President Obama has backpedaled from part of a recent proposal to simplify the U.S. tax code, dimming hopes for broad-based tax reform and offering yet another reminder that constituencies (even small ones) that favor specific tax breaks will put up a fight to defend their benefits.
The controversial — and now dead — proposal concerned 529 plans, investment accounts that let families save for college expenses, like tuition and books, without paying capital gains taxes when the money is withdrawn. Obama wanted to limit the tax-free withdrawals from these plans, as well as phase out another smaller college savings program, as part of a set of changes to the tax code that would, in his words, “help middle-class families.”
The 529 program is relatively small — about 7 million families use such accounts.
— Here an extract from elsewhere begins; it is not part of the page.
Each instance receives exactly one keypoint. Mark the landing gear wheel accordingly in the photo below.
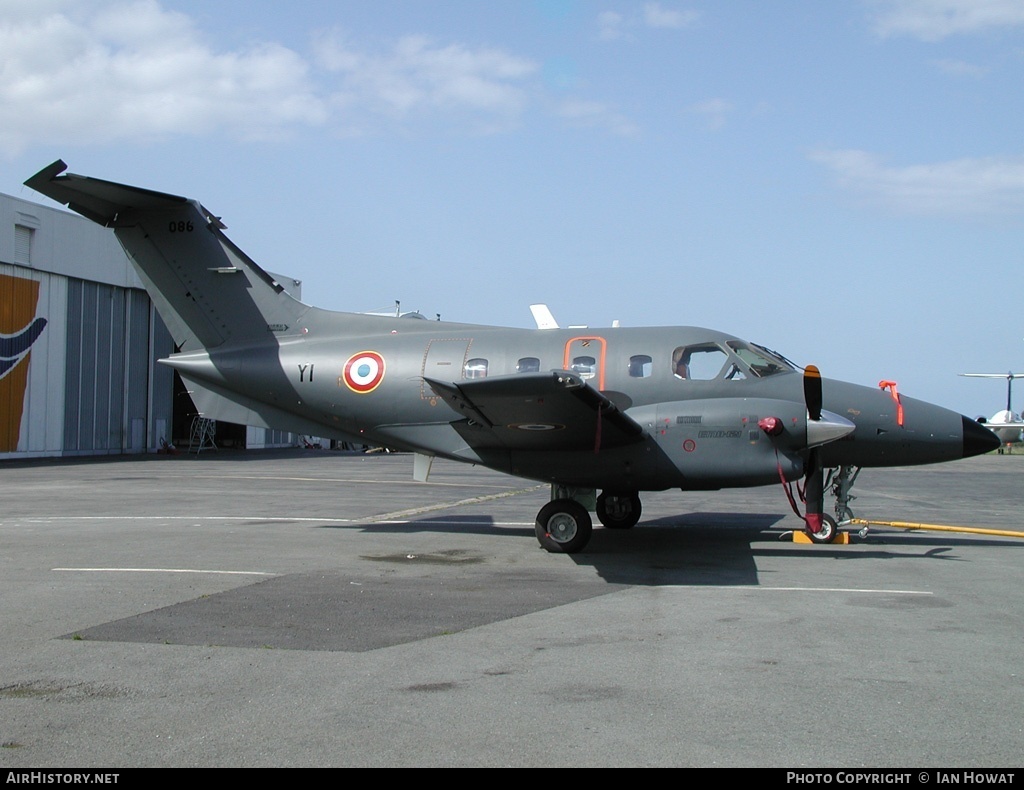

According to a 2012 report by the Government Accountability Office, 529 plans cost the federal government about $1.6 billion in forgone tax revenue in the fiscal year 2011. These numbers are infinitesimal compared with other tax expenditures (the exemptions, deductions and credits the government effectively treats as expenditures because they limit tax revenue).
Take the mortgage interest deduction, for example. Homeowners can deduct some of the interest they pay on their mortgages from their tax bills to the government. This costs the government about $70 billion per year in foregone tax revenues — or about 44 times more than the 529 plans cost.
The lesson: If politicians (from both parties) are lobbying the president to drop his plan to simplify a program that amounts to less than $2 billion a year, then the much bigger tax expenditure programs are effectively untouchable.
That’s a problem because, as pretty much everyone agrees, the tax code is too complex. Many proposals for tax reform are modeled on the Tax Reform Act of 1986, which was able to lower tax rates by limiting tax breaks (that is, the types of tax expenditures outlined above).
But when even small tax breaks have their vociferous defenders, it’s that much harder to simplify and improve the tax code.